Retaining Bottas vital for Williams


Yas Marina Circuit, Abu Dhabi. Credit: Williams Martini Racing Friday 25 November 2016. Valtteri Bottas, Williams Martini Racing. Photo: Glenn Dunbar/Williams ref: Digital Image _31I3889

Williams Martini Racing Technical Director Pat Symonds, believes keeping hold of Valtteri Bottas, a recent target for the Mercedes AMG Petronas Formula One Team as a replacement for Nico Rosberg, is vital for the team going forward.

With their other experienced driver Felipe Massa having retired from the sport at the end of the 2016 season, it is important that Williams retain Bottas alongside incoming rookie Lance Stroll, to give them a reliable reference for developing the car, especially with the new regulation changes next year.

Since losing world champion Rosberg through retirement just days after he won the 2016 title, Mercedes have been keen to sign up Bottas as a replacement and are believed to have offered Williams a reduction in engine costs, in the region of £10 million, as part of the deal, as well as the option to run Pascal Wehrlein, who as part of the Mercedes young driver programme, is still under contract to the Brackley based squad.

Williams are believed to have rejected the current world champions initial offer however, feeling that they could only let someone of Bottas’ calibre go if a driver of suitable experience was available to replace him, which they feel the German does not yet have.

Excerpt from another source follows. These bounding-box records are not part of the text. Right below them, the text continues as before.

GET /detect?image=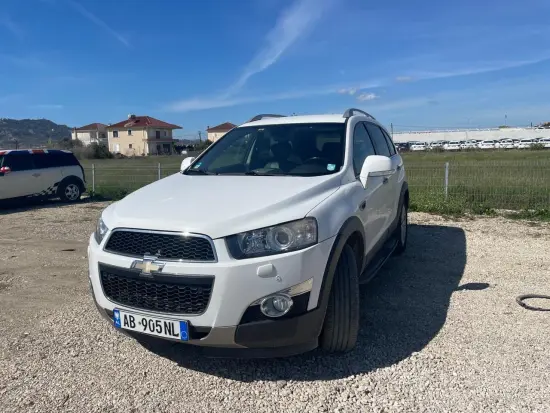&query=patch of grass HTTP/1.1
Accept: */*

[504,209,550,222]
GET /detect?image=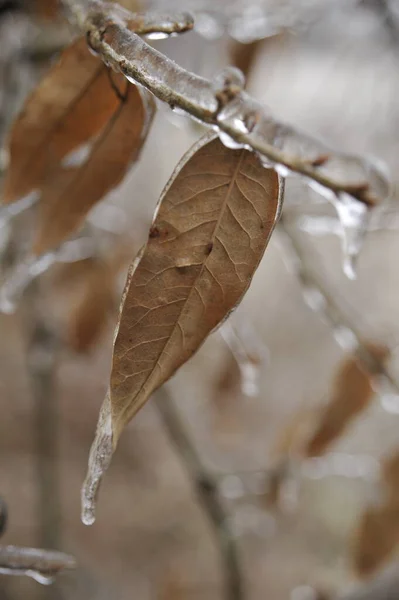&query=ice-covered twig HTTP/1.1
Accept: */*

[156,386,244,600]
[0,546,76,585]
[62,0,389,206]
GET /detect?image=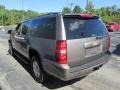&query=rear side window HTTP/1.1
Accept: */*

[64,18,107,39]
[31,17,56,39]
[21,21,30,35]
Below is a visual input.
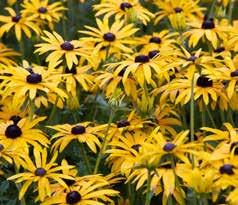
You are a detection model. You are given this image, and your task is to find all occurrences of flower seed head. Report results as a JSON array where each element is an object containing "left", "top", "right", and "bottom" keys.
[
  {"left": 120, "top": 2, "right": 132, "bottom": 11},
  {"left": 26, "top": 73, "right": 42, "bottom": 84},
  {"left": 5, "top": 124, "right": 22, "bottom": 139},
  {"left": 60, "top": 41, "right": 74, "bottom": 51},
  {"left": 197, "top": 76, "right": 213, "bottom": 88},
  {"left": 135, "top": 55, "right": 150, "bottom": 63},
  {"left": 219, "top": 164, "right": 234, "bottom": 175},
  {"left": 163, "top": 142, "right": 176, "bottom": 152},
  {"left": 103, "top": 32, "right": 116, "bottom": 42},
  {"left": 66, "top": 191, "right": 81, "bottom": 204},
  {"left": 35, "top": 167, "right": 46, "bottom": 177},
  {"left": 71, "top": 125, "right": 86, "bottom": 135}
]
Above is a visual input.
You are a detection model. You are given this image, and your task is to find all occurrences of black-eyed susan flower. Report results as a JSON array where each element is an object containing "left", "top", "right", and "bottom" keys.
[
  {"left": 0, "top": 43, "right": 20, "bottom": 65},
  {"left": 0, "top": 117, "right": 49, "bottom": 151},
  {"left": 155, "top": 0, "right": 204, "bottom": 25},
  {"left": 49, "top": 122, "right": 105, "bottom": 153},
  {"left": 79, "top": 18, "right": 138, "bottom": 55},
  {"left": 0, "top": 7, "right": 39, "bottom": 41},
  {"left": 8, "top": 149, "right": 73, "bottom": 201},
  {"left": 21, "top": 0, "right": 66, "bottom": 29},
  {"left": 35, "top": 31, "right": 91, "bottom": 69},
  {"left": 0, "top": 62, "right": 67, "bottom": 104},
  {"left": 93, "top": 0, "right": 154, "bottom": 25},
  {"left": 106, "top": 131, "right": 147, "bottom": 176},
  {"left": 184, "top": 16, "right": 229, "bottom": 48},
  {"left": 42, "top": 180, "right": 118, "bottom": 205}
]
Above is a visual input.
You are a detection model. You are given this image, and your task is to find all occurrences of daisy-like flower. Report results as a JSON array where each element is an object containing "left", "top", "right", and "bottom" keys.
[
  {"left": 184, "top": 16, "right": 229, "bottom": 49},
  {"left": 62, "top": 65, "right": 94, "bottom": 96},
  {"left": 0, "top": 61, "right": 67, "bottom": 104},
  {"left": 35, "top": 31, "right": 91, "bottom": 69},
  {"left": 48, "top": 122, "right": 105, "bottom": 153},
  {"left": 162, "top": 73, "right": 228, "bottom": 108},
  {"left": 95, "top": 70, "right": 137, "bottom": 100},
  {"left": 8, "top": 149, "right": 73, "bottom": 201},
  {"left": 93, "top": 0, "right": 154, "bottom": 25},
  {"left": 0, "top": 117, "right": 49, "bottom": 150},
  {"left": 106, "top": 52, "right": 169, "bottom": 88},
  {"left": 106, "top": 130, "right": 147, "bottom": 176},
  {"left": 140, "top": 127, "right": 201, "bottom": 167},
  {"left": 0, "top": 7, "right": 39, "bottom": 41},
  {"left": 79, "top": 18, "right": 138, "bottom": 55},
  {"left": 42, "top": 180, "right": 119, "bottom": 205},
  {"left": 0, "top": 43, "right": 20, "bottom": 65},
  {"left": 155, "top": 0, "right": 204, "bottom": 24},
  {"left": 21, "top": 0, "right": 66, "bottom": 29}
]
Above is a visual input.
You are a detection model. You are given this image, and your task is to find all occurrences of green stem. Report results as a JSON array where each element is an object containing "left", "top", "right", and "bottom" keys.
[
  {"left": 93, "top": 109, "right": 115, "bottom": 174},
  {"left": 190, "top": 74, "right": 194, "bottom": 166},
  {"left": 206, "top": 105, "right": 216, "bottom": 128},
  {"left": 208, "top": 0, "right": 217, "bottom": 18},
  {"left": 228, "top": 0, "right": 234, "bottom": 24},
  {"left": 79, "top": 143, "right": 92, "bottom": 174},
  {"left": 145, "top": 169, "right": 151, "bottom": 205}
]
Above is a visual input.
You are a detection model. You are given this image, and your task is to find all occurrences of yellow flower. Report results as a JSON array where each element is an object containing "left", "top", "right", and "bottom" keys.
[
  {"left": 0, "top": 117, "right": 49, "bottom": 150},
  {"left": 155, "top": 0, "right": 204, "bottom": 25},
  {"left": 35, "top": 31, "right": 91, "bottom": 69},
  {"left": 21, "top": 0, "right": 66, "bottom": 29},
  {"left": 0, "top": 7, "right": 39, "bottom": 41},
  {"left": 184, "top": 16, "right": 229, "bottom": 48},
  {"left": 93, "top": 0, "right": 154, "bottom": 25},
  {"left": 0, "top": 61, "right": 67, "bottom": 105},
  {"left": 0, "top": 43, "right": 20, "bottom": 65},
  {"left": 79, "top": 18, "right": 138, "bottom": 56},
  {"left": 48, "top": 122, "right": 105, "bottom": 153},
  {"left": 8, "top": 149, "right": 73, "bottom": 201}
]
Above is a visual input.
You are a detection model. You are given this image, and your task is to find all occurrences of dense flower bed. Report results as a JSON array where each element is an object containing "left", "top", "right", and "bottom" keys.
[{"left": 0, "top": 0, "right": 238, "bottom": 205}]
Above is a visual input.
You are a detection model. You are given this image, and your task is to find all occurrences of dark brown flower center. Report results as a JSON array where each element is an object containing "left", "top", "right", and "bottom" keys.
[
  {"left": 214, "top": 47, "right": 225, "bottom": 53},
  {"left": 0, "top": 144, "right": 4, "bottom": 152},
  {"left": 5, "top": 124, "right": 22, "bottom": 139},
  {"left": 230, "top": 70, "right": 238, "bottom": 77},
  {"left": 120, "top": 2, "right": 132, "bottom": 11},
  {"left": 117, "top": 120, "right": 130, "bottom": 128},
  {"left": 174, "top": 7, "right": 183, "bottom": 13},
  {"left": 150, "top": 36, "right": 161, "bottom": 44},
  {"left": 66, "top": 191, "right": 81, "bottom": 204},
  {"left": 197, "top": 76, "right": 213, "bottom": 88},
  {"left": 202, "top": 18, "right": 215, "bottom": 29},
  {"left": 60, "top": 41, "right": 74, "bottom": 51},
  {"left": 219, "top": 164, "right": 234, "bottom": 175},
  {"left": 135, "top": 55, "right": 150, "bottom": 63},
  {"left": 103, "top": 32, "right": 116, "bottom": 42},
  {"left": 71, "top": 125, "right": 86, "bottom": 135},
  {"left": 187, "top": 56, "right": 197, "bottom": 62},
  {"left": 230, "top": 142, "right": 238, "bottom": 155},
  {"left": 10, "top": 115, "right": 21, "bottom": 125},
  {"left": 12, "top": 15, "right": 21, "bottom": 23},
  {"left": 35, "top": 167, "right": 46, "bottom": 177},
  {"left": 26, "top": 73, "right": 42, "bottom": 84},
  {"left": 65, "top": 65, "right": 77, "bottom": 75},
  {"left": 163, "top": 142, "right": 176, "bottom": 152},
  {"left": 131, "top": 144, "right": 141, "bottom": 152},
  {"left": 38, "top": 7, "right": 47, "bottom": 14},
  {"left": 148, "top": 50, "right": 159, "bottom": 59}
]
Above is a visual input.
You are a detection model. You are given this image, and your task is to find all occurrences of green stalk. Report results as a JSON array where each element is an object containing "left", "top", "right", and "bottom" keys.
[
  {"left": 145, "top": 169, "right": 151, "bottom": 205},
  {"left": 93, "top": 109, "right": 115, "bottom": 174},
  {"left": 228, "top": 0, "right": 234, "bottom": 24},
  {"left": 208, "top": 0, "right": 217, "bottom": 17},
  {"left": 79, "top": 143, "right": 92, "bottom": 174},
  {"left": 206, "top": 105, "right": 216, "bottom": 128},
  {"left": 190, "top": 74, "right": 194, "bottom": 166}
]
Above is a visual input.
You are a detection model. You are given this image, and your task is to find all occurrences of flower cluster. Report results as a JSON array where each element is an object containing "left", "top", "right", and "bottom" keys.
[{"left": 0, "top": 0, "right": 238, "bottom": 205}]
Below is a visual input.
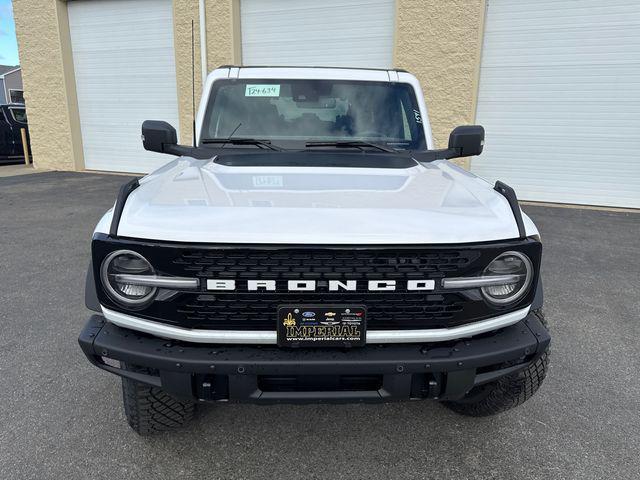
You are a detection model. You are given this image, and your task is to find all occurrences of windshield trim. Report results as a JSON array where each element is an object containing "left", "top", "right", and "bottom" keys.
[{"left": 198, "top": 77, "right": 429, "bottom": 152}]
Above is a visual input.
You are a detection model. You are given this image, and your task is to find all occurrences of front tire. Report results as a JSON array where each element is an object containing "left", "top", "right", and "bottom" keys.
[
  {"left": 445, "top": 310, "right": 549, "bottom": 417},
  {"left": 122, "top": 365, "right": 195, "bottom": 435}
]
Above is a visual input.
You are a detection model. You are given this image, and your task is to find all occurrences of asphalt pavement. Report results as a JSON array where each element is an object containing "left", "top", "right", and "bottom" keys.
[{"left": 0, "top": 172, "right": 640, "bottom": 480}]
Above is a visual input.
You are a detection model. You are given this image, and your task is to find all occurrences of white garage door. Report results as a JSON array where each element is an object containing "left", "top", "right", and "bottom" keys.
[
  {"left": 471, "top": 0, "right": 640, "bottom": 207},
  {"left": 68, "top": 0, "right": 178, "bottom": 173},
  {"left": 240, "top": 0, "right": 395, "bottom": 68}
]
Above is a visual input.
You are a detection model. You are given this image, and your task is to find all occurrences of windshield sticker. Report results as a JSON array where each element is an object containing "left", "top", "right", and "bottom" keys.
[{"left": 244, "top": 84, "right": 280, "bottom": 97}]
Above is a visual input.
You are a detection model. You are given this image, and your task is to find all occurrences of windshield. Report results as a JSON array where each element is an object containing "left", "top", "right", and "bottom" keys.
[{"left": 201, "top": 79, "right": 425, "bottom": 150}]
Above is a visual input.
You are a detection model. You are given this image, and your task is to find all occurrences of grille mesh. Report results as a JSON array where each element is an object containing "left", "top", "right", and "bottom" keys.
[
  {"left": 173, "top": 250, "right": 479, "bottom": 280},
  {"left": 92, "top": 235, "right": 541, "bottom": 331},
  {"left": 166, "top": 249, "right": 479, "bottom": 330}
]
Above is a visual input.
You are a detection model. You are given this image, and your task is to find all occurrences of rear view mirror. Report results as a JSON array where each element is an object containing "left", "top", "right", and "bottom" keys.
[
  {"left": 449, "top": 125, "right": 484, "bottom": 158},
  {"left": 413, "top": 125, "right": 484, "bottom": 162},
  {"left": 142, "top": 120, "right": 178, "bottom": 153}
]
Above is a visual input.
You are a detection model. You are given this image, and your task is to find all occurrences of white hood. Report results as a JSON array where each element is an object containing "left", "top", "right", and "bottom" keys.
[{"left": 96, "top": 157, "right": 537, "bottom": 245}]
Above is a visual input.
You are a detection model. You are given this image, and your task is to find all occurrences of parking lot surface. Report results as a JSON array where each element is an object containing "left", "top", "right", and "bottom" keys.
[{"left": 0, "top": 172, "right": 640, "bottom": 480}]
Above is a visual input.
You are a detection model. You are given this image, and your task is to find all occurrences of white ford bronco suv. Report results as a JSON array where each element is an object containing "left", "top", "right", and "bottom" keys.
[{"left": 79, "top": 66, "right": 550, "bottom": 434}]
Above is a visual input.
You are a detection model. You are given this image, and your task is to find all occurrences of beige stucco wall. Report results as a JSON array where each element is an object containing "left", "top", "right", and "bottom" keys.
[
  {"left": 173, "top": 0, "right": 239, "bottom": 144},
  {"left": 394, "top": 0, "right": 485, "bottom": 168},
  {"left": 13, "top": 0, "right": 83, "bottom": 170}
]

Speaking to Italian publication Gazzetta dello Sport recently, Symonds made his thoughts on the subject clear.

“We will have Lance Stroll on his debut, with no F1 experience, so to hold on to Bottas will be crucial for our success.

“People often underestimate the importance of continuity in a team. Despite all the instruments we have, the driver is still the final link between the engineers and the data to be interpreted.

“You can replace one of them, but you need the other as a milestone, especially in a season of rule changes as 2017 will be.

“To lose him would have heavy consequences on the team.”

Symonds also believes that the new rules could mean that Mercedes engines will no longer maintain the dominating hold they have had on Formula 1 for the last three seasons.

Renault are likely to have found gains in the power area, and Red Bull Racing have always been renowned for producing a supremely aerodynamic chassis, an area the FIA have focused on with the new rules.

Because of that fact, Symonds feels the Milton Keynes based squad will pose a huge threat in 2017, which will make having an experienced driver on-board, who knows the ins and outs of the car, all the more crucial.

“The new regulations are not a guarantee of overtaking moves and spectacle.

“[Bernie] Ecclestone has pushed for us to build cars four seconds a lap quicker, but in order to see real battles you need more balance in performances, and therefore rules stability.

“However, the dominant team may change. Red Bull, after its 2015 crisis, has again built a great car.

“If the Renault engine makes another step forward, in my opinion they will be favourites for the title.”